International career
- 0000–2002: Belgium U19
- 0000–2006: Belgium U21

Managerial career
- 2019–: RFC Seraing (U19)

= Jérôme Colinet =

Belgian footballer

Jérôme Colinet (born 26 April 1983 in Dinant) is a retired Belgian footballer and current head coach of RFC Seraing's U19 squad.

==Biography==
Colinet had played for Standard Liège in youth level before started his professional career at Roda JC, where he played a few matches at Eredivisie. In summer 2006, he signed a two-year contract with Paderborn of 2. Bundesliga. In May 2007, he terminated his contract in mutual consent. He then played for K.V. Mechelen in the Belgian First Division. He played four matches and left for Namur in January 2008.

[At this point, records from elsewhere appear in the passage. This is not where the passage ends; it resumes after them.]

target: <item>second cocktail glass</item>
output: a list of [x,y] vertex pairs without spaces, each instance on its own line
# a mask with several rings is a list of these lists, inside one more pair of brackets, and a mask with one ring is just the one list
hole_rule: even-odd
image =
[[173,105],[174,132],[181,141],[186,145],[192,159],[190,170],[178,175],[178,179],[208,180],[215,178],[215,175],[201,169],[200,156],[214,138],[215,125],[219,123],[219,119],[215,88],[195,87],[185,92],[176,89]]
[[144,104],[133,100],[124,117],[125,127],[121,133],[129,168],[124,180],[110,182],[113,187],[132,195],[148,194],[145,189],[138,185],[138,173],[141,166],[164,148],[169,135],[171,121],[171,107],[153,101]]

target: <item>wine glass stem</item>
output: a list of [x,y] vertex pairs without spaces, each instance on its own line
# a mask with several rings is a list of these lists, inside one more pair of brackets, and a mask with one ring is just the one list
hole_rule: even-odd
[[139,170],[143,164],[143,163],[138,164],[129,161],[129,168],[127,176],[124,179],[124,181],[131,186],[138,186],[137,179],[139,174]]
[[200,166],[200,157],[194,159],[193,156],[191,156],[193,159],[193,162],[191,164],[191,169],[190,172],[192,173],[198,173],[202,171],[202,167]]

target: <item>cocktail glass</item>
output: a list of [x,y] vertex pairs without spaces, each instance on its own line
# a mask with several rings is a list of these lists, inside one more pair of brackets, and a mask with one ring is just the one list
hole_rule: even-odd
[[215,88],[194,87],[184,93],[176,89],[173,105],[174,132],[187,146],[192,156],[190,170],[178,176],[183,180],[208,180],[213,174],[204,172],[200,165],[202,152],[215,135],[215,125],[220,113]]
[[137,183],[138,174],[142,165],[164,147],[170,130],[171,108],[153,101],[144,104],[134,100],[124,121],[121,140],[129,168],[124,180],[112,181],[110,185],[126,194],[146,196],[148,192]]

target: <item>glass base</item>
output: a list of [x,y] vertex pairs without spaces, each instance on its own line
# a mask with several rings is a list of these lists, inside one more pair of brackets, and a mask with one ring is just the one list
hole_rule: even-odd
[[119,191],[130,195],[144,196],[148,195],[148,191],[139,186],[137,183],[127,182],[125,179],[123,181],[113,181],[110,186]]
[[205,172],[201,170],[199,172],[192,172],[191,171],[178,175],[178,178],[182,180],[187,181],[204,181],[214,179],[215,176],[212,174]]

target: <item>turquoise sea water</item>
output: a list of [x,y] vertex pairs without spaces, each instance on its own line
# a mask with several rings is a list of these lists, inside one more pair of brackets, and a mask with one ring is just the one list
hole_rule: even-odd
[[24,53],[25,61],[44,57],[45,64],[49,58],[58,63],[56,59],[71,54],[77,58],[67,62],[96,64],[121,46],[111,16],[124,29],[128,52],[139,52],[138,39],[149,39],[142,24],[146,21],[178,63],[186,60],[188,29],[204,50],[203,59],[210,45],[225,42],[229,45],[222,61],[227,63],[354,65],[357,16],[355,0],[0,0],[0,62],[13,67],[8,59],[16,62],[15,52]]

He then played for Eupen in the Belgian Second Division.

Colinet had played at 2002 UEFA European Under-19 Championship qualifying and also played at 2006 UEFA European Under-21 Football Championship qualification.

==Coaching career==
In April 2017, Colinet joined RUW Ciney where he also would be a part of the coaching team. In October 2018, he decided to hang op his boots.

On 19 August 2019, Colinet was appointed U19 head coach of RFC Seraing alongside his role as provincial coordinator for Associations des Clubs Francophones de Football (ACFF).